I need to use the cdf (and quantile) function of the T distribution inside a function that I want to use Automatic Differentiation on. This works fine with almost any univariate distribution from the Distributions.jl package, but unfortunately not with the T distribution. Here is an MWE:
using ForwardDiff, ReverseDiff
using Distributions
function mytargetfunction(data::AbstractVector)
function obtaingradient(ν::AbstractVector{R}) where {R<:Real}
dist = Distributions.TDist(ν[1])
data_uniform = cdf.(dist, data)
return sum( logpdf(dist, data_uniform[i]) for i in eachindex(data_uniform) )
end
end
#working
ν = [3.0]
data = randn(1000)
target = mytargetfunction(data)
target(ν)
#not working
ForwardDiff.gradient(target, ν) #MethodError: no method matching Float64(::ForwardDiff.Dual{ForwardDiff.Tag
ReverseDiff.gradient(target, ν) #ArgumentError: Converting an instance of ReverseDiff.TrackedReal{Float64, Float64, ReverseDiff.TrackedArray{Float64, Float64, 1, Vector{Float64}, Vector{Float64}}} to Float64 is not defined. Please use `ReverseDiff.value` instead.
If I swap the T distribution in the closure with, e.g., a Normal, everything works fine. Are there any alternative packages for Julia that allow me to use a AutoDiff friendly T distribution? Or does anyone know a better trick to solve that problem? I can write down the cdf/quantile function analytically but only for a few selected cases unfortunately.
Perhaps using HypergeometricFunctions.jl would be acceptable? I doubt this is as fast or robust as some other options, but in easy tests it seems to be fine:
using StatsFuns, SpecialFunctions, HypergeometricFunctions, ForwardDiff, FiniteDifferences
# not thoughtfully written at all
function tcdf(v, x)
1/2 + x*gamma((v+1)/2)*_₂F₁(1/2, (v+1)/2, 3/2, -x*x/v)/(sqrt(pi*v)*gamma(v/2))
end
# CDF check:
@assert tcdf(1.1, 3.1) ≈ StatsFuns.tdistcdf(1.1, 3.1)
# Forward auto check:
@assert isapprox(ForwardDiff.derivative(_v->tcdf(_v, 3.1), 1.1),
central_fdm(10,1)(_v->tcdf(_v, 3.1), 1.1))
Obviously it’s preferable to have rules than to hope that ForwardDiff will pass through every branch of a function like that and give you the correct output—I had this fight with besselk a while ago, and it was an enormous pain to sort out…so I would guess the issue is even worse for a much more complicated function like 2F1.
For the quantile function, you could use a root finder on this CDF and ImplicitDifferentiation.jl to get the derivatives.

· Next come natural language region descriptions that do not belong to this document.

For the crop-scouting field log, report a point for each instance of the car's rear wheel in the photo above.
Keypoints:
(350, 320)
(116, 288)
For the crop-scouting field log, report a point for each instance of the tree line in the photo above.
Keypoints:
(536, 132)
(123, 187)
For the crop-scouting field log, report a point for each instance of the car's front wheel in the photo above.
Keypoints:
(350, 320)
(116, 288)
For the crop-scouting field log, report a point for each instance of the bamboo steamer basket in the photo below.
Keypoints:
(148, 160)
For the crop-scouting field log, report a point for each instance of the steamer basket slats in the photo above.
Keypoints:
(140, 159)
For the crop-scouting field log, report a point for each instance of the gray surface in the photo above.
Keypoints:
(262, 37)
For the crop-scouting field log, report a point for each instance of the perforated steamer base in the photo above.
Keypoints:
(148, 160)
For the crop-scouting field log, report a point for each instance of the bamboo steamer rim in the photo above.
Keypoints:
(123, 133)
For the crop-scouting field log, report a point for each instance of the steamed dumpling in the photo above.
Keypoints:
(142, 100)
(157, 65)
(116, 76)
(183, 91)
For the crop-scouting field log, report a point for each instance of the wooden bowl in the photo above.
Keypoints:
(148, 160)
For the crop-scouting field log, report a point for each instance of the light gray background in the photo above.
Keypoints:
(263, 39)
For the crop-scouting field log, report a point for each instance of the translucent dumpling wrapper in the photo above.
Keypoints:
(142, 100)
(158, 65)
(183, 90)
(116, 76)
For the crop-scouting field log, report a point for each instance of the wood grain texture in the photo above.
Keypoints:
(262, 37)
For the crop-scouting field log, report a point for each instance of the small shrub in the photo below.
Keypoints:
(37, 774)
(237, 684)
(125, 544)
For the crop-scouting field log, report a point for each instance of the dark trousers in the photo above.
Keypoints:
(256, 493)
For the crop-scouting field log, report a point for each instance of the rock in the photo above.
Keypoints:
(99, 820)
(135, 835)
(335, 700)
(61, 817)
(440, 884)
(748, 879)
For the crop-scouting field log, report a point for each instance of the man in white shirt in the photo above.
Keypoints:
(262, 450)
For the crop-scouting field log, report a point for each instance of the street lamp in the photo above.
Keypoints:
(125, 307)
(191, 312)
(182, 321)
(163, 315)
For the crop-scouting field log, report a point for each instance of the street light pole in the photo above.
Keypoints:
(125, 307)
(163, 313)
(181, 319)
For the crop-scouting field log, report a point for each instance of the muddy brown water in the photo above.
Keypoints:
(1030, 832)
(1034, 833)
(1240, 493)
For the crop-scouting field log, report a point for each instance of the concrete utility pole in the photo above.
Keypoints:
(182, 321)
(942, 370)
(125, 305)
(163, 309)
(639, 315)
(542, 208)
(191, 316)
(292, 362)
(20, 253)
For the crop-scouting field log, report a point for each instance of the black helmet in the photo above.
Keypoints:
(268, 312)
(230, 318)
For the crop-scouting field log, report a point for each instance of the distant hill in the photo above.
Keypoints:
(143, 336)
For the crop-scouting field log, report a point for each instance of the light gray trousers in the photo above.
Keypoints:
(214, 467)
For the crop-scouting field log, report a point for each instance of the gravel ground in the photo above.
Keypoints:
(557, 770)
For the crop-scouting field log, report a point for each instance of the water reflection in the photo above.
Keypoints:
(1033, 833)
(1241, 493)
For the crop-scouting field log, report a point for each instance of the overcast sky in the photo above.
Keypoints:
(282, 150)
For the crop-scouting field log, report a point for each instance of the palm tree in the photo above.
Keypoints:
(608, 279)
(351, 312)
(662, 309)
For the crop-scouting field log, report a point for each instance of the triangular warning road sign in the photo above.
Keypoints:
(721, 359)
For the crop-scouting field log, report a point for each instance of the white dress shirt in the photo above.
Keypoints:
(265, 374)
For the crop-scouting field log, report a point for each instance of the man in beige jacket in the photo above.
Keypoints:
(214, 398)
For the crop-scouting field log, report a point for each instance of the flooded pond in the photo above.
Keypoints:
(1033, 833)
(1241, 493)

Again, though, it’s not obvious at all that a code implementation of 2F1 will give correct auto-derivatives of 2F1, so you should probably write a lot of tests that try to cover your uses cases and domain region and stuff.
I checked the manual implementation of the cdf with HypergeometricFunctions and it does work for my example! Unfortunately, it seems to segfault for quite a wide range of parameter values, making it difficult to work with.
I adjusted my expectations a bit and will try to define a custom Chainrules rule for my case to work.